Ive tried the Fancontrol setup but get the 'There are no pwm-capable sensor modules installed' in the hope i could perhaps change these incorrect high and crit values to what they should be or at least put my own custom behaviour in place....

What I would like to know is there any other way i can control this or edit those values? Perhaps I don't have the correct modules installed? I'm at a loss here with where to look next and would greatly appreciate any help :)
 
You ever get this figured out?
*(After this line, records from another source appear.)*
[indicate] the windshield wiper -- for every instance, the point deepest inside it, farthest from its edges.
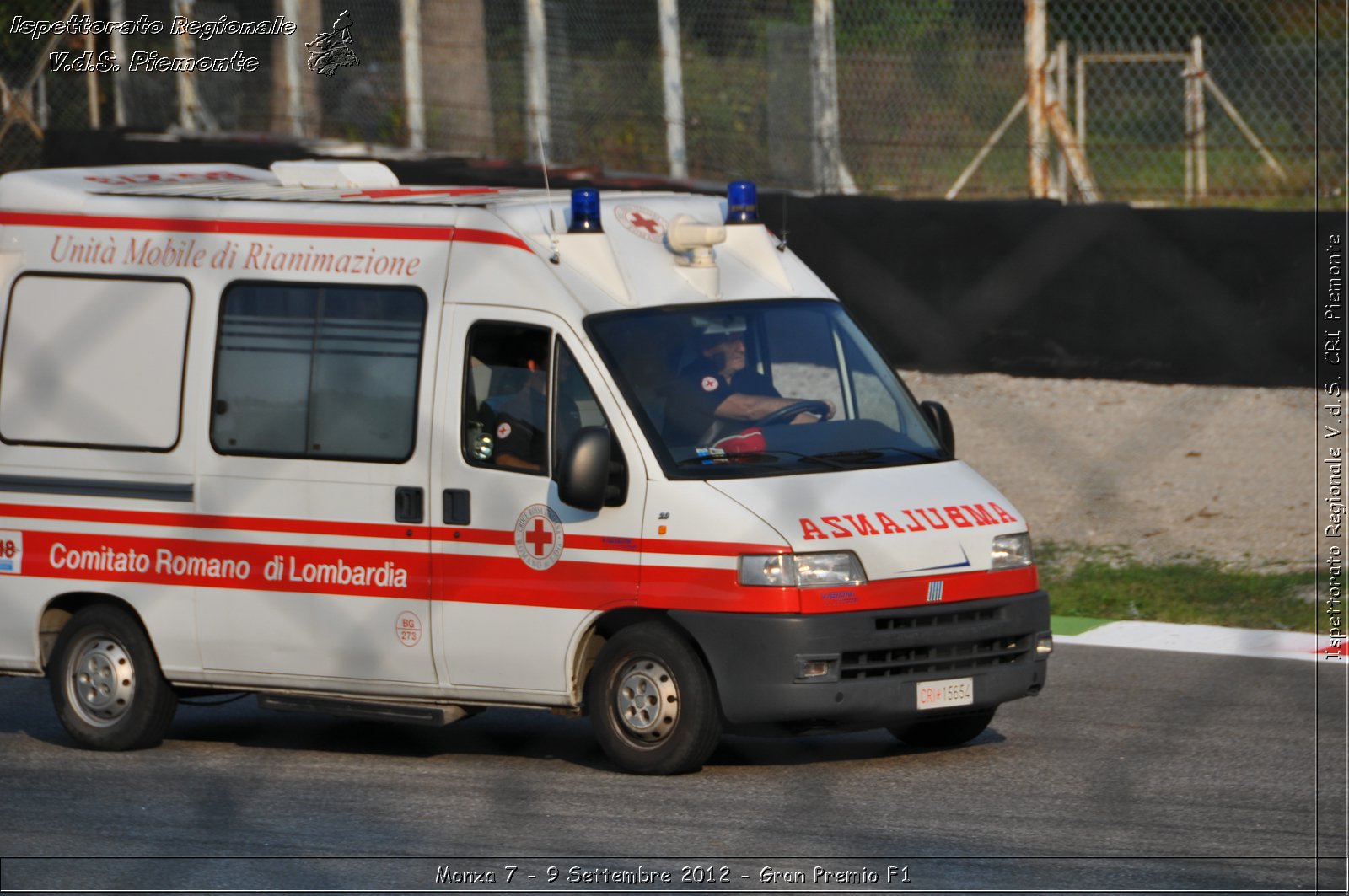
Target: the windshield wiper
(842, 459)
(759, 456)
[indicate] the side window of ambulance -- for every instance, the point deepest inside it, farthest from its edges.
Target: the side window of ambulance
(94, 362)
(506, 397)
(317, 372)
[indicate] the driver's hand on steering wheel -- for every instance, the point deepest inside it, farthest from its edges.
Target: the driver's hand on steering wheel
(807, 417)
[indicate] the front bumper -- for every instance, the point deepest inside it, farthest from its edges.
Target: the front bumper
(876, 660)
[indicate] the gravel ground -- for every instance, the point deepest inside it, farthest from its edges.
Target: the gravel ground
(1155, 473)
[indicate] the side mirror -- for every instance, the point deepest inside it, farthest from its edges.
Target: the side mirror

Right now I have to use BIOS, but it's an unnecessary restart..
 
I did figure it out,

The recorded values from that command i believe are readings from TJ MAX as apposed to TCase which from what i read can be 15-20c difference.

According to https://ark.intel.com/content/www/u...old-6136-processor-24-75m-cache-3-00-ghz.html my cpu is 85 TCase.

So it does make sense that in fact i got panicked over the wrong type of reading. To take it a step further i ran Prime95 in one of my VMs for 30mins to raise these temps to 80-85c (TJ MAX) and both CPU bouncing in usage 60-80-100% usage, and it stayed around this temp with no thermal shutdown etc. I ran this test a good 5 times and still performed well.

I still under the HP bios have the lowest rpm set to 20% to be safe and been running this machine for a good 8 months now with no problems.